Только здесь, стоя на краю бесконечного небоскреба, пробуя языком, грозовые облака понимаешь, что мир не имеет значения, ничто не имеет значения. Холодные снежинки касаются ресниц, мгновенно тая и смешиваясь со слезами, застилающими глаза плотным полотном. Мороз пронизывает до костей, заставляя дрожать щуплое тельце в тонкой кожаной куртке, едва прикрывающей летнюю майку.
Снизу, со стороны далекой земли, глухо доносится завывающий шум сирен полицейских машин, черные точки в форме молниеносно выкатываются на асфальт, подобно олимпийским фигуристам. Еще мгновение, и слышу за спиной приближающийся топот ног. Тяжелые сапоги гулко стучат по железной лестнице, ведущей на крышу, они близко, слышу их дыхание, чувствую.… Сейчас сюда ворвется десяток крепких парней, вооруженных до зубов.

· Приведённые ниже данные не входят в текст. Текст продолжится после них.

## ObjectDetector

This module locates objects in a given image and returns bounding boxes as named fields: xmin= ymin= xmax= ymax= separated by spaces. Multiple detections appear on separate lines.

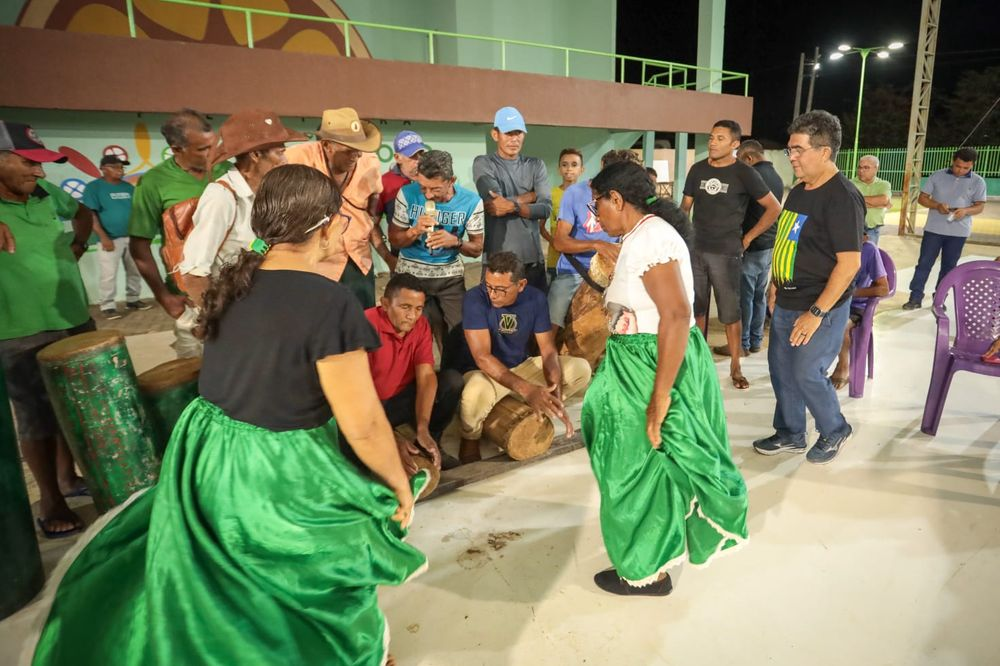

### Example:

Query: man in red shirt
xmin=365 ymin=273 xmax=463 ymax=474
xmin=375 ymin=130 xmax=427 ymax=256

Они прикажут поднять руки вверх, уставив дула тяжелых автоматов на безоружную девицу, ловящую языком снежинки посреди крыши самого высокого небоскреба Санкт-Петербурга.
«Последний шаг, Налана, последняя черта! Открой глаза!» — приказывает Голос в голове.
— Не хочу! Только не так! Должен быть другой выход! — захожусь в приступе истерики, чувствуя, как снег холодит горячие щеки.
«К сожалению, только так. Прости.… По-другому ты бы не согласилась. Это нужно сделать самой», — грустно говорит Голос.
— Пошел в жопу! Я не хочу умирать! Не буду я прыгать с крыши! — истошно воплю в пустоту, оторвав глаза от стремительно приближающейся земли, стоило только посмотреть вниз.
«Так нужно, Нала! Открой глаза!» — вопит он.
— Пожалуйста, я не хочу умирать! — отчаяние захватывает сознание, парализуя разум. Страшно, чудовищно, безумно.
— Поднимите руки вверх! — холодный безжалостный голос разрезает тягостное ожидание, голос машины, робота, не может принадлежать живому человеку. Медленно оборачиваясь, выполняю приказ, растопырив пальцы, смотря в бездонный ствол нацеленного в грудь автомата, делаю шаг и… вспышка…
Что было до этого, до яркой вспышки, пронзающей голову насквозь ярким светом? Лишь стоя на краю пропасти, понимаешь истинную цену жизни. Теперь некуда бежать, больше нечего терять, вот он — последний рубеж, пришло время скинуть маски.
— Ты выпила таблетки, Налана? — спрашивает Эльвира, уперев в меня взгляд. — Чего молчишь, я с тобой говорю! — пытается подняться на ноги, но одним резким толчков возвращаю ее на место.
— Нужно поговорить, — сухо говорю я, читая в глазах непонимание.
—О чем же? — спрашивает она, насторожено следя за каждым моим движением, как медленно усаживаюсь в кресло напротив.